Google has introduced the preview version of Genkit Agents, expanding its open-source Genkit framework with tools designed to simplify the development of conversational and agentic AI applications. The new Agents API aims to reduce the complexity involved in building AI-powered software by offering developers an integrated framework for managing conversations, workflows, tools, and deployment. The preview is currently available for TypeScript and Go, giving developers a faster way to create production-ready AI applications.
Simplifying AI Development
Building modern AI applications often requires much more than connecting a language model to a user interface. Developers must handle session management, conversation history, tool execution, streaming responses, and communication between frontend and backend systems. Google’s latest offering combines these capabilities into a single interface, reducing development effort while allowing applications to scale as requirements grow.

Flexible Sessions And Smarter Conversations
One of the biggest highlights of Genkit Agents is its flexible approach to session management. Developers can choose server-managed sessions, where conversation history is stored using services such as Firestore or local storage, or client-managed sessions that keep state without server-side persistence. The framework also supports conversation branching, enabling developers to revisit earlier interactions without affecting the original conversation flow.
Built For Real-World AI Applications
Google has also added several enterprise-focused capabilities.
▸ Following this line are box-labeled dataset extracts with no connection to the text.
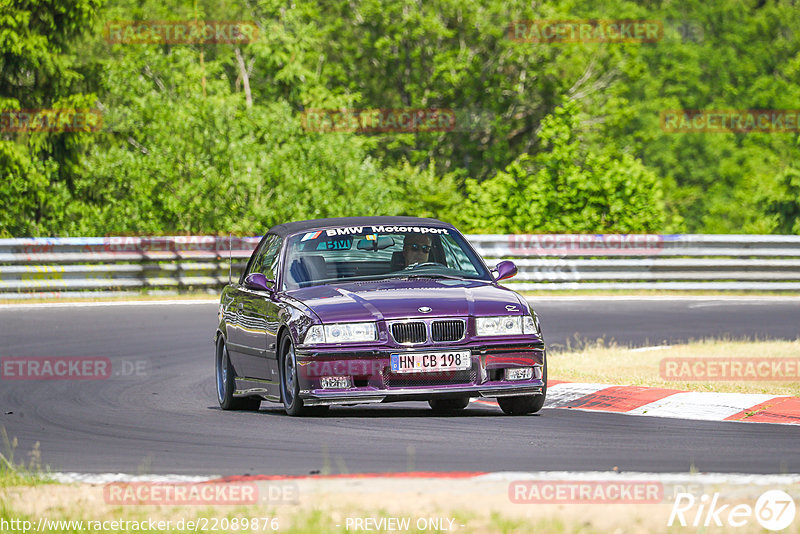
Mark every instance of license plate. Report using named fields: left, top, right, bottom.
left=391, top=350, right=472, bottom=373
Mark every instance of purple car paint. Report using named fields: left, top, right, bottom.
left=215, top=217, right=547, bottom=415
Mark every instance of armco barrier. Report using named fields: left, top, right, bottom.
left=0, top=234, right=800, bottom=299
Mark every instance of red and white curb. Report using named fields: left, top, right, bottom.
left=475, top=381, right=800, bottom=425
left=48, top=471, right=800, bottom=487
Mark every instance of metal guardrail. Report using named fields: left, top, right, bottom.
left=0, top=234, right=800, bottom=299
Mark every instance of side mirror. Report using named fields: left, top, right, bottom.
left=494, top=260, right=517, bottom=282
left=244, top=273, right=275, bottom=291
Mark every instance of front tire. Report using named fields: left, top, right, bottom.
left=497, top=355, right=547, bottom=415
left=214, top=342, right=261, bottom=410
left=278, top=335, right=328, bottom=416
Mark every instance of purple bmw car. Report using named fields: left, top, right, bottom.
left=215, top=217, right=547, bottom=415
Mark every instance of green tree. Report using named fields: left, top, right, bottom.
left=467, top=102, right=666, bottom=233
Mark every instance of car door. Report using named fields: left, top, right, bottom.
left=228, top=235, right=281, bottom=381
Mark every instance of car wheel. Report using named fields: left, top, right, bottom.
left=278, top=335, right=328, bottom=416
left=214, top=336, right=261, bottom=410
left=428, top=397, right=469, bottom=413
left=497, top=356, right=547, bottom=415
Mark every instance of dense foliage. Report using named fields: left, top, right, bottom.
left=0, top=0, right=800, bottom=236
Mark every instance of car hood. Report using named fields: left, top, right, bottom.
left=286, top=278, right=528, bottom=323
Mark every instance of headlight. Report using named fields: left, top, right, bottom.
left=303, top=323, right=378, bottom=345
left=522, top=313, right=542, bottom=336
left=475, top=315, right=539, bottom=336
left=475, top=315, right=522, bottom=336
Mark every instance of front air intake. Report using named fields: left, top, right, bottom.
left=392, top=321, right=427, bottom=343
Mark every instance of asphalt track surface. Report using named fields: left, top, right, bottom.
left=0, top=298, right=800, bottom=475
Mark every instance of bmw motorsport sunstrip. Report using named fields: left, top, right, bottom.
left=215, top=217, right=547, bottom=415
Every Genkit Agent can be deployed over HTTP with minimal configuration, making integration across web, mobile, and backend applications much easier. A new JavaScript client supports streamed responses, authentication, session continuation, and real-time state updates. Developers can also configure human approval workflows, ensuring AI systems pause for user confirmation before executing sensitive actions such as payments or software deployment.
Support For Multi-Agent Workflows
Another major feature is support for orchestrated multi-agent systems. Developers can build specialised AI agents and coordinate them through an orchestrator agent capable of delegating complex tasks. For long-running processes, detached execution allows AI agents to continue working even if users disconnect, with results accessible later through snapshot IDs. Google notes that developers building highly sophisticated AI systems may still prefer its Agent Development Kit for larger-scale deployments. The Genkit Agents API remains in preview and is expected to evolve before its general release.
Google’s Genkit Agents preview makes full-stack AI development more accessible by combining conversation management, session handling, deployment, and multi-agent orchestration into one framework. Features like human approvals, detached execution, and flexible state management reduce development complexity. While still in preview, the platform offers developers a practical foundation for building scalable, production-ready AI applications with greater efficiency.